Mulher arqueóloga com capacete e colete laranja examina barco de madeira escavado em sítio arqueológico.

Numa manhã como tantas numa obra de infraestruturas, a última coisa que se espera é tropeçar numa peça que reescreve parte da história local. Mas foi precisamente isso que aconteceu em Wijk bij Duurstede, a cerca de 25 km a sudeste de Utrecht: uma intervenção rotineira de escavação para renovar a rede de saneamento acabou por revelar um achado arqueológico de peso. No meio dos trabalhos, os operários depararam-se com uma enorme prancha de madeira, trabalhada com cuidado. Entretanto, tudo indica que poderá tratar-se de uma nervura estrutural de um grande navio medieval - possivelmente da época dos Vikings ou do auge do comércio no Mar do Norte.

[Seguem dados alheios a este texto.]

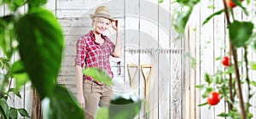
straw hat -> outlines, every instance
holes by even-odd
[[[110,20],[114,20],[110,14],[108,8],[106,6],[100,6],[95,10],[95,14],[90,14],[90,17],[91,19],[94,19],[95,17],[103,17],[107,18]]]

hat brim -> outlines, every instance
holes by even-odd
[[[106,15],[102,15],[102,14],[90,14],[90,17],[91,19],[94,19],[95,17],[102,17],[102,18],[108,19],[108,20],[110,20],[111,21],[115,20],[113,20],[113,19],[111,18],[111,17],[108,17],[108,16],[106,16]]]

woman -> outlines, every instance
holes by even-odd
[[[98,7],[90,17],[92,19],[93,29],[77,41],[75,58],[77,98],[82,108],[85,110],[86,119],[94,118],[98,106],[108,106],[113,90],[111,87],[83,75],[82,69],[98,67],[113,77],[109,57],[121,55],[118,20],[111,18],[108,8]],[[102,35],[110,26],[116,31],[115,45],[108,37]]]

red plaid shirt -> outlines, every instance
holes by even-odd
[[[112,55],[114,48],[113,43],[106,36],[102,36],[105,40],[103,44],[96,42],[95,35],[92,31],[81,37],[77,41],[77,54],[75,57],[75,65],[81,67],[98,67],[104,70],[113,78],[109,56]],[[83,76],[84,79],[94,81],[92,77]]]

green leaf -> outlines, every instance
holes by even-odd
[[[224,9],[221,9],[221,10],[219,10],[219,11],[215,12],[214,14],[211,14],[210,16],[208,16],[208,17],[205,20],[205,21],[202,23],[202,25],[205,25],[205,24],[208,23],[208,21],[209,21],[212,18],[213,18],[213,17],[216,16],[216,15],[221,14],[224,11]]]
[[[236,48],[245,47],[253,33],[253,24],[247,21],[237,21],[230,23],[228,26],[231,42]]]
[[[11,108],[9,109],[9,111],[8,116],[9,116],[11,119],[17,119],[17,117],[18,117],[17,109],[11,107]]]
[[[11,11],[16,11],[26,3],[26,0],[5,0],[4,2]]]
[[[212,79],[210,77],[208,73],[204,74],[204,79],[207,82],[208,82],[208,85],[212,82]]]
[[[229,114],[225,113],[225,112],[222,112],[218,115],[217,115],[218,116],[220,116],[220,117],[228,117],[229,116]]]
[[[15,95],[17,95],[20,99],[21,99],[21,95],[20,95],[19,90],[15,90],[15,88],[9,88],[8,92],[12,92],[12,93],[14,93]]]
[[[18,21],[16,32],[24,67],[44,98],[53,92],[61,67],[61,27],[50,11],[35,8]]]
[[[196,85],[195,88],[199,88],[199,89],[203,89],[206,86],[204,84],[201,85]]]
[[[46,119],[83,119],[84,110],[75,102],[74,98],[61,86],[56,86],[50,97],[43,101],[43,114]]]
[[[20,114],[21,116],[30,117],[27,111],[24,108],[18,109],[18,111],[19,111],[19,113]]]
[[[15,61],[11,67],[12,76],[15,79],[15,89],[20,90],[20,88],[24,86],[27,82],[29,82],[29,76],[25,71],[24,65],[21,60]]]
[[[34,8],[34,7],[41,7],[44,4],[46,4],[48,0],[30,0],[28,1],[29,7]]]
[[[2,70],[3,70],[3,69],[9,70],[9,59],[1,57],[0,58],[0,65],[1,65],[0,68]]]
[[[195,6],[196,3],[200,2],[200,0],[176,0],[178,3],[185,6]]]
[[[141,110],[142,101],[124,99],[121,96],[111,100],[109,119],[132,119]]]
[[[6,100],[4,100],[3,99],[0,99],[0,112],[1,112],[1,116],[3,116],[3,119],[8,119],[8,113],[9,113],[9,106],[8,104],[6,102]]]
[[[15,15],[0,18],[0,39],[3,39],[0,40],[0,47],[8,59],[10,59],[18,46],[14,30],[15,21]]]
[[[247,8],[243,7],[241,4],[241,0],[232,0],[232,2],[236,4],[237,6],[239,6],[243,12],[245,13],[246,15],[248,15],[248,12],[247,10]]]
[[[256,82],[255,81],[250,81],[250,84],[256,87]]]
[[[112,78],[109,76],[109,75],[105,71],[99,68],[86,68],[83,70],[83,73],[106,85],[113,85]]]
[[[250,118],[253,118],[253,115],[251,113],[251,112],[249,112],[249,113],[247,113],[247,117],[250,119]]]
[[[203,103],[203,104],[198,105],[198,106],[203,106],[203,105],[208,105],[208,103],[207,103],[207,102],[205,102],[205,103]]]
[[[96,112],[96,119],[108,119],[108,108],[100,107]]]
[[[249,65],[250,65],[252,70],[256,71],[256,63],[255,62],[251,61],[249,63]]]
[[[228,70],[224,72],[225,75],[229,75],[230,73],[233,73],[235,71],[234,66],[229,66]]]

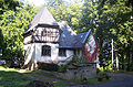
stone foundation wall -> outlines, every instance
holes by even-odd
[[[55,76],[68,80],[93,78],[96,77],[96,64],[72,65],[65,73],[57,73]]]

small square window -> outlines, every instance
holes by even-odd
[[[51,46],[49,45],[42,46],[42,56],[51,56]]]
[[[59,56],[66,56],[65,50],[59,48]]]

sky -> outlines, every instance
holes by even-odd
[[[38,6],[44,4],[47,0],[21,0],[21,1],[25,1],[30,4],[34,4],[35,7],[38,7]],[[64,0],[64,1],[71,1],[71,0]]]

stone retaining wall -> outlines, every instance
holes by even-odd
[[[65,73],[57,73],[57,77],[62,79],[89,79],[96,77],[96,64],[71,65]]]

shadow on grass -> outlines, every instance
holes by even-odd
[[[31,80],[18,72],[0,70],[0,87],[27,87]]]

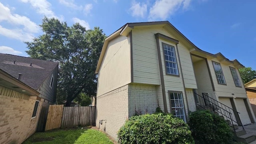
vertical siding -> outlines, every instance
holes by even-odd
[[[130,37],[110,41],[98,75],[97,96],[131,82]]]
[[[42,97],[48,101],[54,103],[56,100],[56,91],[57,87],[57,81],[58,80],[58,66],[52,71],[45,79],[43,84],[40,86],[37,91],[40,93],[39,97]],[[50,87],[52,79],[52,75],[53,75],[54,80],[52,87]]]
[[[186,88],[196,89],[197,86],[196,77],[189,51],[180,43],[178,44],[178,48],[182,69],[185,87]]]
[[[226,85],[220,85],[218,83],[212,60],[220,63],[221,67],[223,71]],[[212,76],[212,79],[215,88],[216,96],[218,97],[247,97],[244,87],[244,85],[243,85],[242,79],[241,78],[237,69],[236,69],[238,75],[240,82],[241,83],[241,87],[236,87],[235,85],[234,79],[233,79],[233,77],[229,68],[229,66],[235,67],[232,64],[228,65],[226,65],[220,62],[216,58],[213,59],[212,60],[208,59],[208,61],[209,63],[209,66]],[[234,94],[234,95],[232,95],[232,93]]]
[[[205,60],[202,59],[194,63],[194,67],[198,87],[198,94],[202,96],[202,93],[208,93],[213,98],[212,83]]]

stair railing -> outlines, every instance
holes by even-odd
[[[224,119],[226,117],[227,120],[229,120],[231,122],[232,127],[235,132],[236,129],[234,125],[234,123],[236,123],[238,126],[238,124],[242,126],[243,129],[244,129],[238,114],[240,113],[209,97],[207,93],[202,93],[202,96],[196,93],[194,93],[194,94],[196,100],[196,104],[197,106],[206,110],[208,109],[207,108],[210,108],[214,112],[216,112],[218,114],[220,114]],[[237,114],[238,120],[240,122],[239,124],[238,123],[237,120],[236,119],[233,118],[232,111],[233,111],[234,114],[236,113]]]

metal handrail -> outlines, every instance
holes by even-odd
[[[238,113],[240,113],[239,112],[222,104],[222,103],[220,103],[217,101],[216,100],[212,99],[212,98],[209,97],[208,94],[202,93],[202,97],[196,93],[194,93],[194,94],[196,99],[196,105],[204,109],[206,109],[205,107],[203,107],[202,105],[202,104],[204,104],[205,106],[211,108],[212,108],[213,112],[216,111],[218,113],[218,114],[221,114],[224,118],[224,116],[226,117],[227,120],[228,120],[229,119],[231,121],[231,122],[232,123],[232,127],[233,128],[235,132],[236,131],[236,129],[235,128],[233,122],[236,123],[238,125],[238,123],[237,121],[235,120],[233,118],[231,111],[233,110],[234,113],[236,112],[237,114],[237,116],[238,116],[239,120],[241,122],[240,117],[239,117],[239,116],[238,114]],[[198,98],[197,97],[198,97]],[[201,101],[201,99],[202,100],[203,100],[203,101]],[[200,102],[198,101],[198,100],[200,101]],[[199,104],[198,104],[199,102],[200,105],[199,105]],[[224,107],[224,108],[223,108],[223,107]],[[241,125],[243,128],[243,129],[244,129],[244,126],[242,124],[242,122],[241,122]]]

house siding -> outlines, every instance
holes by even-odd
[[[237,69],[236,69],[239,80],[241,83],[241,87],[236,87],[233,79],[233,77],[231,74],[229,67],[235,67],[232,64],[227,65],[224,64],[221,62],[220,62],[217,59],[214,58],[212,59],[208,59],[208,63],[209,64],[209,67],[210,70],[213,83],[215,88],[215,93],[217,97],[229,97],[235,98],[236,97],[247,98],[246,92],[244,89],[244,85],[242,83],[242,79],[239,75]],[[218,63],[220,63],[221,65],[221,67],[223,71],[224,77],[226,81],[226,85],[220,85],[218,83],[216,75],[212,65],[212,61]],[[234,95],[232,95],[232,94]]]
[[[56,100],[56,91],[58,81],[58,65],[48,75],[44,83],[40,86],[37,91],[40,93],[39,97],[47,100],[54,103]],[[54,81],[52,87],[50,87],[52,75],[54,76]]]
[[[0,87],[2,90],[3,87]],[[36,117],[32,119],[37,97],[5,89],[8,93],[14,95],[0,91],[0,144],[21,144],[36,131],[44,100],[40,99]]]
[[[128,118],[128,87],[126,85],[97,97],[96,126],[114,138]],[[102,120],[106,120],[98,125]]]
[[[158,107],[155,86],[129,85],[129,117],[138,113],[152,114]]]
[[[131,83],[130,47],[129,36],[109,42],[98,74],[97,95]]]
[[[202,59],[195,62],[194,67],[198,87],[198,94],[202,96],[202,93],[208,93],[209,96],[214,98],[215,95],[213,95],[210,77],[205,60]]]

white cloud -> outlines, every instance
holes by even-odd
[[[147,4],[140,4],[140,2],[134,2],[132,4],[129,10],[132,12],[132,16],[134,17],[144,18],[147,13]]]
[[[10,54],[15,55],[22,53],[21,51],[16,51],[12,47],[6,47],[6,46],[0,46],[0,53]]]
[[[29,32],[36,33],[40,30],[39,26],[28,17],[12,14],[10,9],[0,2],[0,22],[3,21],[14,25],[22,25],[24,30]]]
[[[234,24],[230,26],[230,28],[232,29],[234,29],[239,27],[240,25],[241,24],[239,23]]]
[[[166,20],[180,8],[186,9],[190,4],[190,0],[156,0],[150,8],[148,19]]]
[[[86,15],[87,15],[91,12],[91,10],[92,9],[92,4],[86,4],[84,6],[84,14]]]
[[[45,15],[48,17],[58,17],[51,10],[52,4],[46,0],[20,0],[24,3],[29,3],[32,6],[36,9],[38,14]]]
[[[0,34],[5,37],[20,40],[21,41],[30,41],[34,37],[32,33],[19,29],[8,29],[0,26]]]
[[[9,29],[0,25],[0,35],[21,41],[30,41],[34,37],[33,34],[40,29],[34,22],[25,16],[12,14],[10,9],[0,2],[0,22],[5,21],[14,26]]]
[[[90,29],[89,23],[84,20],[80,20],[77,18],[73,18],[73,21],[74,22],[80,24],[81,26],[85,27],[86,30],[89,30]]]
[[[59,2],[67,7],[71,8],[77,10],[81,10],[83,7],[82,6],[78,6],[75,4],[74,0],[59,0]]]

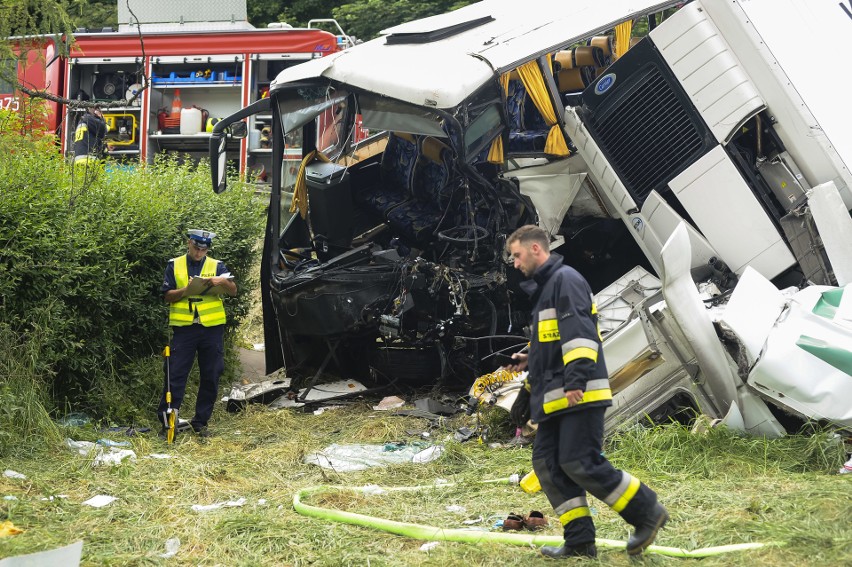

Von der Abwasserbaustelle zum Archäologie-Hotspot

A história começa de forma perfeitamente banal: na rua “Promenade”, em Wijk bij Duurstede, estão a substituir-se antigas condutas de esgoto e a criar-se uma bacia de retenção para absorver episódios de chuva intensa. Escavadoras, vedações, queixas de moradores - o costume. Até ao momento em que um trabalhador repara num grande bloco de madeira escura a sair, na horizontal, de uma das paredes da vala.

O hobby-arqueólogo Danny van Basten, membro do grupo local ArcheoTeam, decide olhar com mais atenção. O perfil, as marcas de ferramentas e a robustez do material não batem certo com uma trave recente atirada para ali ao acaso. Ele alerta o município, que por sua vez chama especialistas do Museu Dorestad e de uma fundação dedicada a embarcações históricas.

De uma “viga esquisita” nasce, em poucas horas, uma possível chave para 500 anos de história comercial no Reno e no Mar do Norte.

Quando o fragmento é finalmente removido, a dimensão impressiona: cerca de 3,20 m de comprimento, aproximadamente 30 cm de espessura, com entalhes e curvas bem marcadas. O construtor naval Kees Sterreburg, que avalia o achado, identifica a forma típica de uma spante - uma das “costelas” que dão curvatura e resistência ao casco.

Warum ausgerechnet dieser Ort so brisant ist

O achado já seria interessante em qualquer ponto do mapa. Aqui, porém, ganha um peso especial. Isto porque sob a atual Wijk bij Duurstede existiu, na Alta Idade Média, Dorestad - um dos mais importantes centros comerciais do norte da Europa entre os séculos VII e IX.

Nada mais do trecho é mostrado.